Michi am Strand essenNach einem ausgiebigen Essen in Strandnähe geht es dann wieder zurück nach Las Palmas. Mit Zwischenstopp bei Decathlon, wo wir uns Taucherbrillen besorgen.

Der weitere Plan sieht einen gemütlichen Abend vor. Leider haben wir die Rechnung ohne den Wirt gemacht. Denn parken ist hier eine abenteuerliche Angelegenheit. An sich ist das System einfach: Alle Parkplätze haben einen Farbcode. Weiß: kostenloses Parken. Blau: Parkzone, bitte Ticket ziehen. Gelb: absolutes Halteverbot. Und wenn man auf den beengten Straßen keinen Parkplatz mehr findet, gibt es hier an jeder Ecke Parkhäuser. Die haben es allerdings in sich!
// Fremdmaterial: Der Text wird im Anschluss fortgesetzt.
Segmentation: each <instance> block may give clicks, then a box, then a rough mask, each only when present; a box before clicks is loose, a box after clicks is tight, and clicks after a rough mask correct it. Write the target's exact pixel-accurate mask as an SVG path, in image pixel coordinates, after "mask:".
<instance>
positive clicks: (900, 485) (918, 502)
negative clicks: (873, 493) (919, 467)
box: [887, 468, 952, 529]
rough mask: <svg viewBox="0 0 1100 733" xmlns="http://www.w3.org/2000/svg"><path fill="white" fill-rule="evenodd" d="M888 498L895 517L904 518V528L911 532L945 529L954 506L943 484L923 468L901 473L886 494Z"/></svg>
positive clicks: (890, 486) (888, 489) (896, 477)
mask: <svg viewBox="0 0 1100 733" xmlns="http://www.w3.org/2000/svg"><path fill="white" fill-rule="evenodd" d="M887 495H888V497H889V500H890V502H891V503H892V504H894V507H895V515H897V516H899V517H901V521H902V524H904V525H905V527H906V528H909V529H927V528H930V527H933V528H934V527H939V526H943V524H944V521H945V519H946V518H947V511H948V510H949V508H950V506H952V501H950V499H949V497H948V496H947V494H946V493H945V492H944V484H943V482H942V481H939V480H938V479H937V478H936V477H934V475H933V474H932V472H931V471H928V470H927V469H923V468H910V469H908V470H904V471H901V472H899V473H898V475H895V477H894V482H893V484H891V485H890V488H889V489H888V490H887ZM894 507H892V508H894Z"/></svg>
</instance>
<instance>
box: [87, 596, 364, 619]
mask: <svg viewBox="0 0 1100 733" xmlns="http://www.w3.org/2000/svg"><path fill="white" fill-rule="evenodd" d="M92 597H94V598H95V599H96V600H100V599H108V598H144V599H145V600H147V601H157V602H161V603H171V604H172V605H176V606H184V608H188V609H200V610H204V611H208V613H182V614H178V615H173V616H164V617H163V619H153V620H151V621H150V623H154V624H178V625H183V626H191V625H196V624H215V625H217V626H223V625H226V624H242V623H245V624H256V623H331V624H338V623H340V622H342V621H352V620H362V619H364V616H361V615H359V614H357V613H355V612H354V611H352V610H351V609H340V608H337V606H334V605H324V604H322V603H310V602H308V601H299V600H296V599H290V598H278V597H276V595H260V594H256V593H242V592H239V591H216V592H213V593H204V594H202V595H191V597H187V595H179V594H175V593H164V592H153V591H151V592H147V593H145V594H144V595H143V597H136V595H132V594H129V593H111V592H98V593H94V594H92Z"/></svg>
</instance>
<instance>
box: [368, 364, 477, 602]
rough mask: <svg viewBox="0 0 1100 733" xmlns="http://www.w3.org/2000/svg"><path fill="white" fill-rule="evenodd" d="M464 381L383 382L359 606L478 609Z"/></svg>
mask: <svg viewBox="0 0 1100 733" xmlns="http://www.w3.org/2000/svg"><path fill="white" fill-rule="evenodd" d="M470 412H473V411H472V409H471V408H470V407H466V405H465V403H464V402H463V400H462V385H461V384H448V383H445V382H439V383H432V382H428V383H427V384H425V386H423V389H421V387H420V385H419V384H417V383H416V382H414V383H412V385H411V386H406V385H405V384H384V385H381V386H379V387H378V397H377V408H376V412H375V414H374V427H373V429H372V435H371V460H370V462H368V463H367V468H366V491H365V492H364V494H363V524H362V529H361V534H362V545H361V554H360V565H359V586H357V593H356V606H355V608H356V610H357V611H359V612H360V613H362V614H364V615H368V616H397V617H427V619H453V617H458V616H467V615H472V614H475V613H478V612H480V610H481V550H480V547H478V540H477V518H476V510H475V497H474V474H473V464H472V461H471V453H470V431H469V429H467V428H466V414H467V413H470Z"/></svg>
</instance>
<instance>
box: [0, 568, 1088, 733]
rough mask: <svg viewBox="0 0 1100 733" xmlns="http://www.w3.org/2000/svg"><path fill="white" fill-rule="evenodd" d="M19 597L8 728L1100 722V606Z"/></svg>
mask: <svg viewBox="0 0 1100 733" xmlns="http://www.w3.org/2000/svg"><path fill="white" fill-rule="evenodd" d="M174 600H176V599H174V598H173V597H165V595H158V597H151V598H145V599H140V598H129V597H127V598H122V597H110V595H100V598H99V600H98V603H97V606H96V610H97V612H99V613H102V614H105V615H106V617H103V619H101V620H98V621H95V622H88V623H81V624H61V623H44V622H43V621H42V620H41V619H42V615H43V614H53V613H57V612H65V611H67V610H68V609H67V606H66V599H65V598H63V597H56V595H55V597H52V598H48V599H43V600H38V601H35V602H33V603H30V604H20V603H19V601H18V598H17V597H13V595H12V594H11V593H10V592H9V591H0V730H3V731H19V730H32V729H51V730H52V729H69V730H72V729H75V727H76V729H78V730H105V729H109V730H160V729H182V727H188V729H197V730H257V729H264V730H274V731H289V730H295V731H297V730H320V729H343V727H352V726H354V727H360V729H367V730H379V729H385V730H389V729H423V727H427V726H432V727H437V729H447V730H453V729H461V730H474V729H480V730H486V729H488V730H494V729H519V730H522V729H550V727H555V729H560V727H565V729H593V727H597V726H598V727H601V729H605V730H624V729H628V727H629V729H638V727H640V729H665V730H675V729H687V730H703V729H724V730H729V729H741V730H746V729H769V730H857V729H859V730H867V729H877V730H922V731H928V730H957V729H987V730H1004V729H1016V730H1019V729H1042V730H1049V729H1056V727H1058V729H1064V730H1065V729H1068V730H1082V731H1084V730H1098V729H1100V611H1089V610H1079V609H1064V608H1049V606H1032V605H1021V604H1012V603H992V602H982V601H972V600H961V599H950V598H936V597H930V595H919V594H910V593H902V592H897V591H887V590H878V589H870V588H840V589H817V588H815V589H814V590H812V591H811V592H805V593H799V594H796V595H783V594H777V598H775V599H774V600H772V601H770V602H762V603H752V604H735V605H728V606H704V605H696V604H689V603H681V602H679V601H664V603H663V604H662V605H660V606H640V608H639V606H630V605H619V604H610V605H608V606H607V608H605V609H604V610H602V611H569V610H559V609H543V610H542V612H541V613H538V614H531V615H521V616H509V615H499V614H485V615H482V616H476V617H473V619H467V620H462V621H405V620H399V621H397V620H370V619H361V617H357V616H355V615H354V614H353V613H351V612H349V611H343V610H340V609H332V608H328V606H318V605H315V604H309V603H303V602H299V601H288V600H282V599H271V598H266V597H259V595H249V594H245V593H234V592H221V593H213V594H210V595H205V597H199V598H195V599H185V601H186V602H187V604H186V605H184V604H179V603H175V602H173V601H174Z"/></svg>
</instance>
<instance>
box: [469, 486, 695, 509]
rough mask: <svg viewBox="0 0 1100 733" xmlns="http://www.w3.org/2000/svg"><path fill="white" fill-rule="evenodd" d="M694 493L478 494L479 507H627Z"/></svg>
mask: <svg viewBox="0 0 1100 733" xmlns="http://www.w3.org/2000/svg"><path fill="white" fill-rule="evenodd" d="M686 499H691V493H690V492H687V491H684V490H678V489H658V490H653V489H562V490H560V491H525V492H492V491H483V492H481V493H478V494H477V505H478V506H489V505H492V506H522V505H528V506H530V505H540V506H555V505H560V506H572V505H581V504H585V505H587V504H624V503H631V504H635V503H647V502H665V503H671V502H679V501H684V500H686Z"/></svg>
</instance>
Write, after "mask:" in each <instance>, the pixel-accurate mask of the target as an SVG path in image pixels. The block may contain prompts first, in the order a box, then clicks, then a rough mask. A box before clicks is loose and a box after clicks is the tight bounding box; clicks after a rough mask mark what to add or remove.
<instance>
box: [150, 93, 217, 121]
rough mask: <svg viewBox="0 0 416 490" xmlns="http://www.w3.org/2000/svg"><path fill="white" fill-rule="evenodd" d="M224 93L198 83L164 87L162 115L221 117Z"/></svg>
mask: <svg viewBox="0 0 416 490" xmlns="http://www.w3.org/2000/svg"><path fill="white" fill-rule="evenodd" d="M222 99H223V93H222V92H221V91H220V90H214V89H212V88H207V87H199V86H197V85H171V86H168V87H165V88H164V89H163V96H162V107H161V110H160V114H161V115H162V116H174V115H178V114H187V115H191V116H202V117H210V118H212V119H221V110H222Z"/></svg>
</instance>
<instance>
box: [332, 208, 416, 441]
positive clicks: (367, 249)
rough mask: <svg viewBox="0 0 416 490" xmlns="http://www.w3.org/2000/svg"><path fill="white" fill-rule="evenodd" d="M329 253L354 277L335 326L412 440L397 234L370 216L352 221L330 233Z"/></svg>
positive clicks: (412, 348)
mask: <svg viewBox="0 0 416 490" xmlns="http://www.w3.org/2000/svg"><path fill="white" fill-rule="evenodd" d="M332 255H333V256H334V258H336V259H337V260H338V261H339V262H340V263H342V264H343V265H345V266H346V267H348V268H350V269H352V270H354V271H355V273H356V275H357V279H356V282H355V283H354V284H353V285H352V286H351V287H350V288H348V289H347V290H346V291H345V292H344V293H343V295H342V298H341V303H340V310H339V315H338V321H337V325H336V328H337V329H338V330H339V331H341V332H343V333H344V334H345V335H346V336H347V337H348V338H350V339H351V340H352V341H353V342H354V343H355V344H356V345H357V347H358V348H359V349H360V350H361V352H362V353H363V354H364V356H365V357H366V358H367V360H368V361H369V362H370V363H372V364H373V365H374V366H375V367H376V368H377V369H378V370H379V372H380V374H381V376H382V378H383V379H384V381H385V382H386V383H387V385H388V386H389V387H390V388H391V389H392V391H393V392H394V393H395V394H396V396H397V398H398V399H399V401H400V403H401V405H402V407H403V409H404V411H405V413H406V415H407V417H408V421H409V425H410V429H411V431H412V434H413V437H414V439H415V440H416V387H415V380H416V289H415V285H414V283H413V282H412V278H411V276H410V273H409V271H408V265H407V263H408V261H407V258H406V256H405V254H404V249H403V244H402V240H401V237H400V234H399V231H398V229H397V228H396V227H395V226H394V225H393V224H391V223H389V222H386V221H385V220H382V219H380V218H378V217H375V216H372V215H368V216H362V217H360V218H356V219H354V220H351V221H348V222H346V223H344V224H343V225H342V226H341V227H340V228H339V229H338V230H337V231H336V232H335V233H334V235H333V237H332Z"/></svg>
In Parkhäusern wird nämlich nach Minuten abgerechnet. Eine Minute kostet hier 35-50 Cent. Das läppert sich. Und zwar heftig. Bei Parkdauern von über einer Stunde gibt es in der Regel aber einen Tageshöchstsatz. Der liegt zumeist bei 20€ für 24h. Und uns ist das definitiv zu heftig. Das käme für uns ja täglich zusammen! Wir recherchieren im Internet, finden aber keine heißen Tipps. Also fahren wir geschlagene ZWEI STUNDEN durch die Stadt und suchen verzweifelt eine günstige Parkalternative. Mittlerweile sind wir schlauer und können einen heißen Tipp geben: Die Parkzonen! Ähnlich wie in Deutschland, muss man in Parkzonen nicht immer zahlen. Einige Parkzonen verlangen kein Ticket für die Nächte und Sonn- und Feiertage. Das ist für uns deshalb praktisch, weil die Höchstdauer für ein Ticket bei 2h liegt. Und wenn man sich für ca. 30 Minuten zur rechten Zeit ein Ticket besorgt, kann man bis zum Folgetag um X Uhr da stehenbleiben. Einziger Haken: Wir müssen darauf achten, unser Auto nach 19 Uhr abzustellen und vor 11 Uhr wieder wegzubewegen. Aber die Zeiten sind human, weshalb wir uns einen Kullerkeks freuen, als wir in einer nahegelegenen Straße diese Entdeckung machen.

Auf die Art steht unser Auto direkt neben unserem Supermarkt, also nah an der Unterkunft dran. Außerdem bezahlen wir nur 50 Cent bis 1€, um das Auto über Nacht stehen zu lassen. Und eine günstigere Alternative ist uns weit und breit nicht untergekommen! Von den ominösen, kostenlosen Parkplätzen mal abgesehen, die wir beide für einen sagenumwobenen Mythos halten. Wir haben nicht eine einzige weiße Markierung gesehen.

Nachdem wir uns für die clevere Park-Strategie wie zwei Helden feiern, laufen wir den kurzen Weg zu unserer Unterkunft. Hier angekommen, gönnen wir uns eine kalten Tinto de Verano und stoßen auf meinen Opa an, der heute seinen 69. Geburtstag feiert. Da uns der der Strand in Maspalomas so gut gefallen hat und Tino noch etwas in Erinnerung an seinen Jungsurlaub schwelgen möchte, haben wir auch bereits das morgige Tagesziel bestimmt: Baden in Plinges! Vermutlich erwartet uns dort der nächste Sonnenbrand.